If Oracle announced that they were releasing a patch for six critical
data-loss bugs in 9i, one of which affected you, would you call support
and ask them to make a custom patch just for you that only fixed the one
you had encountered?
Oh, and when they say they can't guarantee that fix will work without
the others, and won't do any QA on it, and that it'll have to be built
using a non-standard and untested compilation environment instead of
their regular update builder, would you still want to go ahead? Even
though, by trying to extract just that one patch, you're actually
changing the whole program completely, making a much bigger, much less
well tested change than you would be by applying the whole official patch?
To me, it makes zero sense.
I think Tom Lane said it best here:
http://www.mail-archive.com/pgsql-general@xxxxxxxxxxxxxx/msg93045.html
"The real bottom line here, and one I'll reiterate every chance I get,
is that we don't make updates to back branches because we're too bored
to have anything else to do.

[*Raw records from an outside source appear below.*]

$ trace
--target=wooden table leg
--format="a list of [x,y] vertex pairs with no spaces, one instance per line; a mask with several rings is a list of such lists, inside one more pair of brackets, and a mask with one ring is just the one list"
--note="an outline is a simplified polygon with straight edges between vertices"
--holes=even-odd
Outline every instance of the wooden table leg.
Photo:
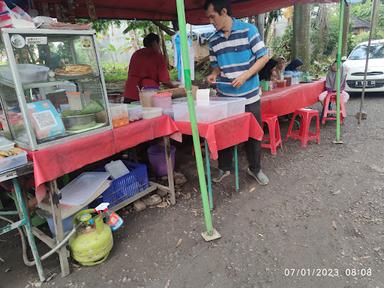
[[24,227],[27,234],[29,246],[31,247],[33,259],[35,260],[35,263],[36,263],[37,273],[39,274],[40,281],[43,282],[45,281],[43,266],[41,265],[41,260],[40,260],[39,252],[37,251],[35,238],[32,234],[32,225],[29,219],[29,214],[28,214],[27,207],[25,205],[24,197],[20,189],[20,184],[17,178],[13,178],[12,182],[13,182],[13,187],[15,188],[19,214],[21,216],[20,218],[24,220]]
[[168,172],[168,187],[169,187],[169,195],[171,196],[171,204],[176,204],[176,195],[175,195],[175,180],[173,178],[173,165],[171,158],[171,142],[169,137],[164,137],[165,144],[165,158],[167,161],[167,172]]
[[[49,197],[52,207],[52,218],[55,226],[56,244],[64,239],[63,222],[61,219],[61,208],[59,205],[59,190],[57,189],[56,180],[49,182]],[[59,250],[59,260],[61,267],[61,276],[65,277],[69,274],[68,251],[64,246]]]

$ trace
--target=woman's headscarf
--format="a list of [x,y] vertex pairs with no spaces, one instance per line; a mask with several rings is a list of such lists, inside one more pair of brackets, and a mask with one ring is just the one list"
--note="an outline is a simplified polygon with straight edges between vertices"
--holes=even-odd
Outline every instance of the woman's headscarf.
[[287,65],[287,67],[285,67],[285,71],[296,71],[297,68],[302,66],[303,64],[303,61],[301,61],[299,58],[296,58],[292,60],[291,63]]
[[275,68],[277,65],[277,61],[274,59],[269,59],[267,64],[263,67],[263,69],[260,70],[259,72],[259,77],[260,80],[271,80],[271,75],[272,75],[272,69]]

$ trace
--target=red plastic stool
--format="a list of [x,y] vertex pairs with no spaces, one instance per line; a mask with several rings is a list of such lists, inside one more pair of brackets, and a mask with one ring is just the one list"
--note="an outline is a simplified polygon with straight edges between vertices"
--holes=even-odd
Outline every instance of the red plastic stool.
[[[336,93],[328,93],[325,97],[323,119],[321,120],[322,124],[325,124],[325,121],[336,120],[335,115],[337,115],[337,111],[329,109],[329,103],[335,104],[336,106]],[[328,116],[330,114],[332,116]],[[345,103],[343,99],[340,99],[340,123],[344,122],[345,117],[347,117],[347,110],[345,109]]]
[[[277,147],[283,147],[283,141],[281,140],[279,119],[276,115],[262,115],[262,127],[267,124],[269,135],[263,136],[262,148],[271,149],[272,155],[276,155]],[[265,141],[265,142],[264,142]]]
[[[300,129],[293,130],[295,119],[300,116]],[[316,132],[310,131],[312,118],[316,120]],[[289,124],[288,133],[285,140],[288,138],[297,139],[301,141],[302,147],[307,147],[307,143],[310,140],[316,140],[317,144],[320,144],[320,118],[319,111],[312,109],[299,109],[293,113],[291,123]]]

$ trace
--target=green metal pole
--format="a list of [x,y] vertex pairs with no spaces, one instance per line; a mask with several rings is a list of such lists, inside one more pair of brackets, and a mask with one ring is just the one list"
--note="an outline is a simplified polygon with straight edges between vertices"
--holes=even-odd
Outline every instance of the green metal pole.
[[343,16],[344,16],[345,2],[340,0],[340,12],[339,12],[339,41],[337,45],[337,74],[336,74],[336,84],[337,84],[337,96],[336,96],[336,143],[341,143],[340,141],[340,90],[341,90],[341,53],[343,47]]
[[207,182],[208,182],[208,196],[209,196],[209,208],[213,210],[213,192],[212,192],[212,179],[211,179],[211,160],[209,156],[209,147],[207,139],[204,139],[205,147],[205,166],[207,167]]
[[25,202],[23,199],[23,193],[21,192],[21,188],[17,178],[12,179],[12,183],[13,183],[13,187],[15,188],[16,198],[17,198],[19,209],[20,209],[20,216],[25,221],[25,224],[23,225],[25,226],[25,231],[27,232],[27,238],[28,238],[29,246],[31,247],[33,258],[35,259],[37,273],[39,274],[40,281],[44,282],[45,275],[43,271],[43,266],[41,265],[39,252],[37,251],[35,238],[32,233],[32,225],[29,220],[28,210],[27,210],[27,207],[25,206]]
[[203,156],[201,155],[200,137],[199,137],[199,131],[197,129],[195,104],[192,97],[192,81],[191,81],[191,70],[190,70],[189,55],[188,55],[189,54],[188,39],[187,39],[186,22],[185,22],[184,0],[176,0],[176,4],[177,4],[177,17],[178,17],[179,29],[180,29],[181,55],[182,55],[183,68],[184,68],[185,90],[187,91],[189,118],[191,121],[193,147],[195,149],[197,173],[199,176],[199,183],[200,183],[200,193],[201,193],[201,199],[203,202],[204,220],[205,220],[205,226],[207,229],[207,234],[212,235],[213,234],[212,216],[211,216],[211,211],[209,209]]

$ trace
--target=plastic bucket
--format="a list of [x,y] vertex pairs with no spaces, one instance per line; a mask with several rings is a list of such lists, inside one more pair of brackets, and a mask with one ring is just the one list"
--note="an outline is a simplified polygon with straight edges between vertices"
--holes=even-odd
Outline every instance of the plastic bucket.
[[172,93],[157,93],[152,98],[153,107],[163,108],[163,110],[172,108]]
[[[176,147],[171,146],[171,160],[173,169],[175,168],[175,153]],[[164,146],[152,145],[147,149],[147,154],[152,172],[158,177],[167,176],[168,171]]]

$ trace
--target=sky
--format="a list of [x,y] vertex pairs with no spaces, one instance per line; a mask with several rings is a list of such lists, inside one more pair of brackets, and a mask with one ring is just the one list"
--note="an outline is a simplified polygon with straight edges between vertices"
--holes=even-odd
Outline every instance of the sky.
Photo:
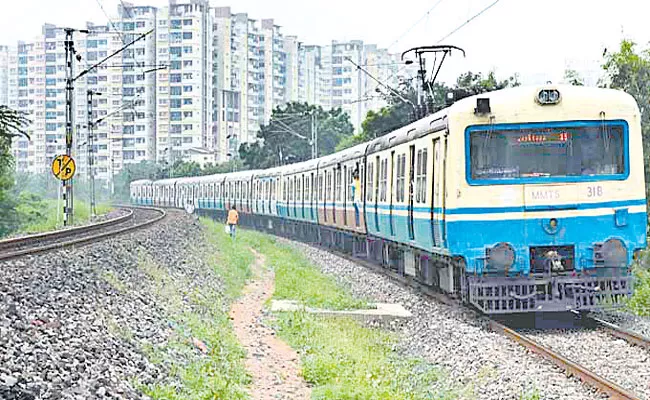
[[[0,44],[39,35],[43,23],[82,28],[105,23],[104,11],[116,15],[119,0],[2,0]],[[126,1],[126,0],[125,0]],[[450,82],[465,71],[498,78],[518,73],[524,84],[559,82],[566,68],[595,85],[604,49],[615,51],[622,38],[643,48],[650,41],[643,0],[211,0],[250,18],[272,18],[285,35],[306,44],[359,39],[401,53],[436,44],[469,18],[491,8],[440,44],[463,48],[452,54],[440,80]],[[168,0],[132,0],[163,7]],[[181,2],[181,0],[178,0]],[[102,11],[102,8],[104,11]]]

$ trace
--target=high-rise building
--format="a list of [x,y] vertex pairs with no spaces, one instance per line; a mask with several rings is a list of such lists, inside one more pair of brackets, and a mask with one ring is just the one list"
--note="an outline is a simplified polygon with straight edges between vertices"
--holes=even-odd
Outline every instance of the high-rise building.
[[[359,130],[368,110],[385,103],[377,82],[354,63],[392,87],[402,70],[376,45],[307,45],[283,35],[273,19],[212,9],[208,0],[169,0],[159,9],[120,2],[115,17],[87,29],[74,36],[76,73],[155,29],[75,82],[77,170],[87,176],[92,154],[94,176],[106,181],[143,160],[173,163],[200,154],[202,161],[227,161],[287,102],[341,107]],[[34,40],[0,46],[0,104],[32,120],[31,139],[13,143],[20,171],[49,172],[51,159],[65,152],[64,36],[45,24]]]
[[[284,102],[300,100],[300,47],[297,36],[284,37],[284,54],[286,66],[286,86]],[[304,82],[304,81],[303,81]]]
[[16,170],[43,173],[65,151],[64,32],[45,24],[40,36],[20,41],[9,54],[9,107],[24,113],[30,139],[12,143]]
[[0,106],[9,105],[9,46],[0,45]]
[[207,0],[169,1],[157,13],[157,159],[175,162],[195,149],[216,151],[213,35]]
[[272,19],[262,20],[264,52],[264,122],[271,119],[273,109],[286,103],[287,55],[280,27]]
[[323,67],[323,49],[320,46],[299,45],[298,101],[330,108],[328,74]]

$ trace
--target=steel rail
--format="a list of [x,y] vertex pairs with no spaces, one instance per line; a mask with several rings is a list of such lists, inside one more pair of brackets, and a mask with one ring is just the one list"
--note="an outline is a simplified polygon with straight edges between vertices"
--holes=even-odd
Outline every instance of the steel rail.
[[17,247],[21,245],[29,245],[31,244],[31,242],[36,242],[38,239],[52,240],[57,238],[63,238],[66,236],[74,236],[79,233],[85,233],[91,230],[103,228],[105,226],[119,224],[133,217],[133,210],[127,209],[127,211],[128,213],[125,215],[120,215],[119,217],[111,218],[106,221],[98,222],[96,224],[88,224],[88,225],[77,226],[69,229],[59,229],[56,231],[35,233],[26,236],[0,240],[0,250],[10,248],[10,247]]
[[593,316],[589,316],[591,320],[593,320],[596,325],[604,328],[607,332],[609,332],[612,336],[615,336],[617,338],[623,339],[628,343],[631,343],[635,346],[639,346],[641,348],[644,348],[646,350],[650,350],[650,338],[640,335],[636,332],[632,332],[630,330],[621,328],[618,325],[612,324],[610,322],[604,321],[600,318],[596,318]]
[[[101,233],[97,233],[95,235],[85,236],[85,237],[82,237],[82,238],[71,239],[71,240],[67,240],[67,241],[59,241],[59,242],[48,244],[48,245],[45,245],[45,246],[38,246],[38,242],[36,242],[36,244],[37,244],[36,247],[31,247],[31,248],[27,248],[27,249],[16,250],[16,251],[13,251],[13,252],[0,254],[0,261],[14,259],[14,258],[26,256],[26,255],[39,254],[39,253],[52,251],[52,250],[60,250],[60,249],[64,249],[64,248],[71,247],[71,246],[76,246],[76,245],[83,245],[83,244],[98,242],[98,241],[101,241],[101,240],[104,240],[104,239],[107,239],[107,238],[110,238],[110,237],[113,237],[113,236],[120,235],[122,233],[135,231],[137,229],[141,229],[141,228],[147,227],[149,225],[155,224],[156,222],[162,220],[163,218],[165,218],[167,216],[166,211],[161,209],[161,208],[136,207],[136,206],[129,206],[129,207],[132,208],[132,209],[143,209],[143,210],[156,211],[156,212],[159,213],[159,215],[157,217],[155,217],[155,218],[148,219],[147,221],[143,221],[143,222],[137,223],[137,224],[132,225],[132,226],[127,226],[127,227],[124,227],[124,228],[110,230],[108,232],[101,232]],[[112,224],[109,224],[108,226],[114,226],[116,224],[128,221],[132,217],[133,217],[133,211],[131,211],[131,214],[129,215],[129,218],[124,219],[124,220],[119,221],[119,222],[113,222]],[[104,222],[106,222],[106,221],[104,221]],[[105,228],[107,226],[105,223],[99,223],[99,224],[95,224],[95,225],[99,225],[99,227],[94,226],[94,228],[86,229],[86,230],[84,230],[82,232],[76,231],[76,233],[77,234],[78,233],[86,233],[86,232],[89,232],[91,230],[95,230],[95,229],[99,229],[99,228]],[[84,228],[89,228],[89,227],[91,227],[91,225],[88,225],[88,226],[86,226]],[[68,232],[70,230],[72,230],[72,229],[66,229],[65,232]],[[43,234],[39,234],[39,237],[42,238],[42,237],[45,236],[45,238],[48,239],[48,240],[52,239],[52,238],[61,238],[61,236],[59,236],[61,231],[56,231],[56,232],[51,232],[51,233],[52,233],[51,237],[47,237],[47,235],[43,235]],[[69,235],[64,236],[64,238],[67,237],[67,236],[69,236]]]
[[591,372],[587,368],[583,367],[580,364],[577,364],[564,356],[554,352],[553,350],[545,347],[531,338],[522,335],[521,333],[515,332],[513,329],[508,328],[507,326],[490,320],[489,327],[491,330],[504,334],[525,348],[541,355],[547,360],[551,361],[561,369],[565,370],[570,375],[573,375],[579,378],[584,383],[589,386],[597,388],[599,391],[607,394],[612,399],[621,399],[621,400],[640,400],[640,397],[629,392],[628,390],[620,387],[614,382]]

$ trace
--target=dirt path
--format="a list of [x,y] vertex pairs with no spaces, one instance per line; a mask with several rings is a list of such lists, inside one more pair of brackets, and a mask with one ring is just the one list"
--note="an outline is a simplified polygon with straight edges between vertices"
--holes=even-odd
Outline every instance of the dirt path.
[[299,375],[298,355],[262,325],[262,309],[273,295],[275,276],[265,268],[264,256],[251,251],[253,278],[230,310],[235,334],[246,349],[246,369],[253,377],[250,394],[253,399],[309,399],[311,389]]

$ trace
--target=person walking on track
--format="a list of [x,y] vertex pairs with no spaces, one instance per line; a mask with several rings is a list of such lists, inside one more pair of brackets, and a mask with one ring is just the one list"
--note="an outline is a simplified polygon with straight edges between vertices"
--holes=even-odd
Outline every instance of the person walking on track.
[[228,228],[230,228],[230,237],[233,239],[235,238],[235,229],[238,223],[239,213],[237,212],[237,208],[232,206],[230,211],[228,211],[228,220],[226,221],[226,224],[228,224]]

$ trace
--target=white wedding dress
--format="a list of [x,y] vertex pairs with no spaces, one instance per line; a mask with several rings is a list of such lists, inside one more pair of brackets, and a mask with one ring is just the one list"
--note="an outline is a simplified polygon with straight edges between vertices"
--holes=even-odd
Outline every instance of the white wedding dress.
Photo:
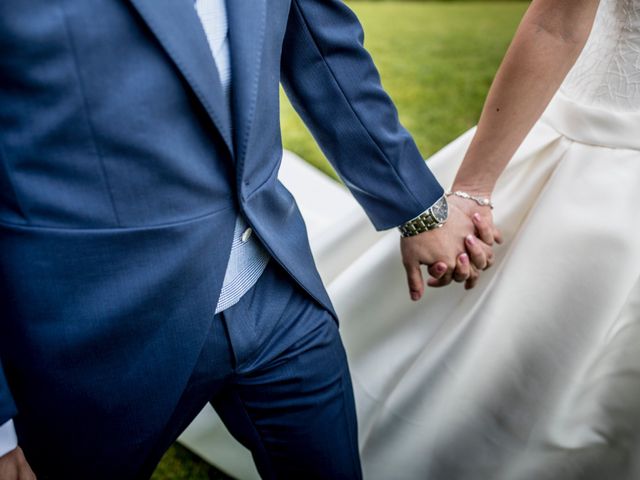
[[[443,185],[472,135],[430,160]],[[281,178],[342,318],[365,478],[640,479],[640,0],[601,1],[496,188],[506,242],[470,292],[412,303],[398,232],[292,155]],[[216,422],[182,441],[254,478]]]

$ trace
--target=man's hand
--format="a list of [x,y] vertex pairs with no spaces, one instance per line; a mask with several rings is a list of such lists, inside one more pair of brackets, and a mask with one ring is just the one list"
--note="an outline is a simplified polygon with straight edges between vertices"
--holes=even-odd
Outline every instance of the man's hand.
[[17,447],[0,457],[0,479],[36,480],[36,476],[27,463],[22,449]]
[[[402,238],[400,249],[402,263],[407,272],[409,293],[412,300],[419,300],[424,293],[421,265],[429,265],[429,273],[438,280],[438,286],[456,281],[467,281],[477,270],[483,270],[493,259],[491,246],[476,238],[477,222],[465,213],[457,198],[449,202],[449,219],[442,228]],[[483,235],[494,242],[494,236],[482,222]],[[491,236],[491,238],[488,238]]]

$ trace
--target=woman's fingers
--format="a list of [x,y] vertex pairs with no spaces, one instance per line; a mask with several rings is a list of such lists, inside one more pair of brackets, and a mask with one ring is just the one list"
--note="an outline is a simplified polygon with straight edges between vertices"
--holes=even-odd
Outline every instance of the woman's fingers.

If you're on 8.1.5, and the current
release in that branch is 8.1.8, then you're missing some bug fixes
that are probably significant."
Anyway, if you want to suffer through doing this yourself, I *think* the
change in question is from 8.1.7, documented in the release notes as:
"Fix autovacuum to avoid leaving non-permanent transaction IDs in
non-connectable databases (Alvaro). This bug affects the 8.1 branch only."
http://www.postgresql.org/docs/8.1/static/release-8-1-7.html
That should give you something to search the cvs logs for, so you can
extract the patch and apply it to your version.
Here's some documentation on how to get the source code:
http://www.postgresql.org/docs/8.1/static/cvs.html
You can use cvs commands, or a graphical cvs program, to browse the
change history in order to locate the specific change you need, extract
it as a diff, and apply it to a checkout of 8.1.2 cvs.
Some general information on PostgreSQL development:
http://www.postgresql.org/developer/coding
Some related discussion:
http://www.mail-archive.com/pgsql-general@xxxxxxxxxxxxxx/msg93045.html
http://archives.postgresql.org/pgsql-hackers/2006-03/msg01294.php
http://grokbase.com/topic/2007/08/22/general-could-not-open-file-pg-clog-0bff/sqm2TnwMqn3Aqy-ZXu9e83Ve3jM
http://www.mail-archive.com/pgsql-general@xxxxxxxxxxxxxx/msg93022.html
.... and I've wasted half an hour on this for no good reason.